UM DESVIO NO CAMINHO É OUTRO CAMINHO - 3a parte >> Zoraya Cesar
Margoleen abriu o alforje de Hosmaryn. Pela Lei, agora tudo lhe pertencia. Dentro, encontrou o conjunto de itens correspondentes à cura, proteção, ataque que toda Curandeira, ao viajar, levava consigo. Pomada cicatrizante, chá repelente, folhas cegantes foram as escolhas de Hosmaryn. Cura, proteção, ataque. Que de nada serviram contra o Craobh, entristeceu-se Margoleen.
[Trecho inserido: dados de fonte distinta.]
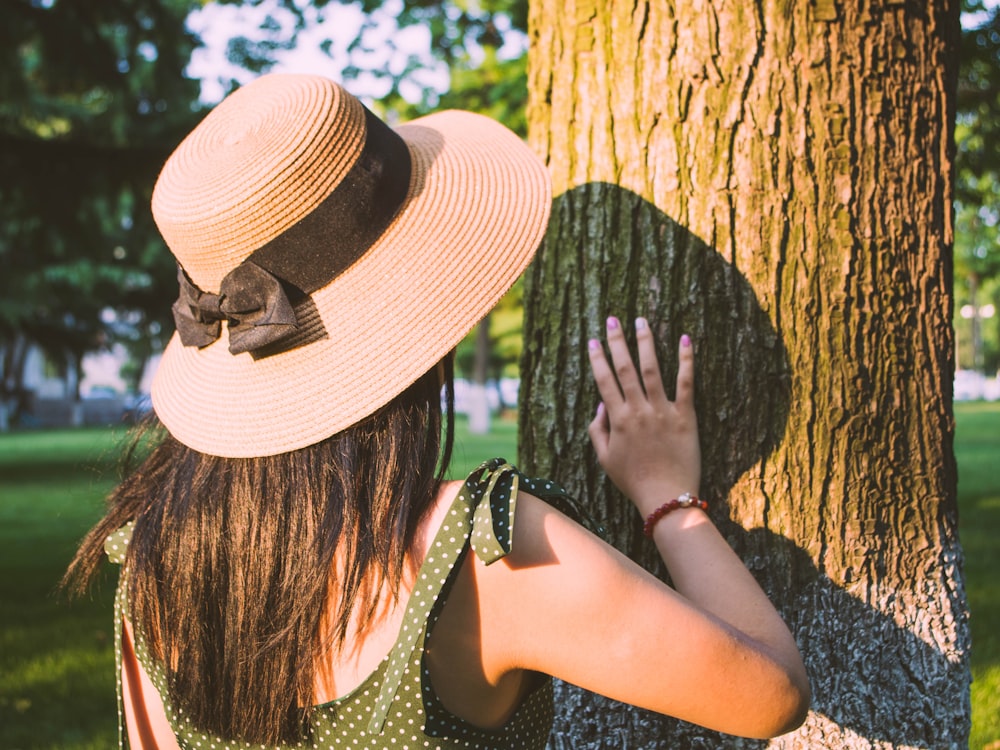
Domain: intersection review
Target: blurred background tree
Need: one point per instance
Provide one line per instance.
(977, 191)
(93, 96)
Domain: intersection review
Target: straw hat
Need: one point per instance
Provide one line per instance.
(327, 261)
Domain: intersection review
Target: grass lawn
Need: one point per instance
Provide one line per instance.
(56, 672)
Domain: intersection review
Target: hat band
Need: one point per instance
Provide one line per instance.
(254, 297)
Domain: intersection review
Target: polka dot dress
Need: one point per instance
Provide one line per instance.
(396, 707)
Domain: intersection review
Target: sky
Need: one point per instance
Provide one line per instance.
(217, 24)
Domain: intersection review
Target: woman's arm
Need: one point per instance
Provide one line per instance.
(714, 652)
(145, 720)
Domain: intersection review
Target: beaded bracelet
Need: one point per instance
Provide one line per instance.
(687, 500)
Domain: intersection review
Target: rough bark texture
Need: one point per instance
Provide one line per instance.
(775, 179)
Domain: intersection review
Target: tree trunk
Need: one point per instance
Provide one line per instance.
(775, 180)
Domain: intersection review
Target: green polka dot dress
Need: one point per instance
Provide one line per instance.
(396, 707)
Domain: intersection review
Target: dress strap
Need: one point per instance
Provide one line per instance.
(482, 517)
(115, 547)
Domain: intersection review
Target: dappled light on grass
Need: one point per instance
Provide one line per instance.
(56, 663)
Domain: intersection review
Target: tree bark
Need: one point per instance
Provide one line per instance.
(775, 180)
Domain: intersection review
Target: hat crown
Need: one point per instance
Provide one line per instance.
(257, 164)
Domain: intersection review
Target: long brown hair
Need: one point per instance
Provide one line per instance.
(236, 564)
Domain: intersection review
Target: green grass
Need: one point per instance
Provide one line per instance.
(977, 446)
(56, 660)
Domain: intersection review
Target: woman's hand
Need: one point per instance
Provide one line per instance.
(646, 443)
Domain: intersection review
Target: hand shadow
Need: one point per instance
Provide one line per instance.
(858, 659)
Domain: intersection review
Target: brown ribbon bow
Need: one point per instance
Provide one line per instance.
(250, 299)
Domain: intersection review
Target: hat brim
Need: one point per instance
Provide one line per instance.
(477, 209)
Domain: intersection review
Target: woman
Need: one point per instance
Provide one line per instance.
(296, 572)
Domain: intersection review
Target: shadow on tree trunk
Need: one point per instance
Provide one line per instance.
(858, 658)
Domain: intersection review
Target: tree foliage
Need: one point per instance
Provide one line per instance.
(977, 189)
(92, 98)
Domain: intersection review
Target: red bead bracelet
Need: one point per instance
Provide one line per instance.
(687, 500)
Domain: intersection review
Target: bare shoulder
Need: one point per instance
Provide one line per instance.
(566, 603)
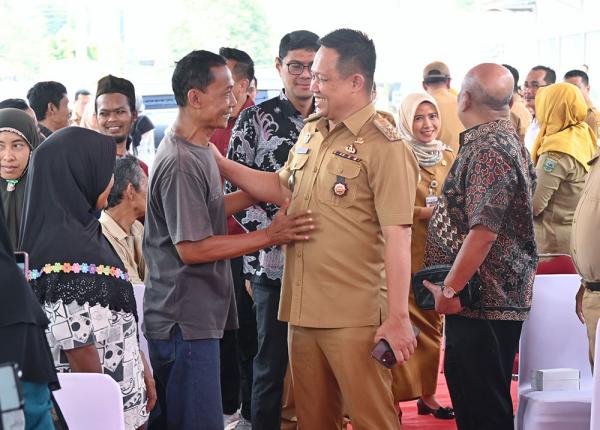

Então ela chorou. Chorou muito, seus lamentos escorrendo pelas paredes, saindo pelas janelas, enchendo o ar da floresta. Quando silenciou, esvaziada, a vida ao redor penetrou pelas frestas: a dama da noite explodiu em aromas; sapos-voadores farfalhavam alegremente as folhas das árvores com seu coaxar abaritonado; mariposas-pirilampo batiam suas asas fosforescentes em volta das açucenas – algumas entraram na sala, sua luminosidade formando estranhas sombras no teto. Toda Curandeira entendia o ciclo da vida e morte. Um ciclo se completara. Chegara a hora de começar outro. Margoleen preparou-se para cumprir sua missão.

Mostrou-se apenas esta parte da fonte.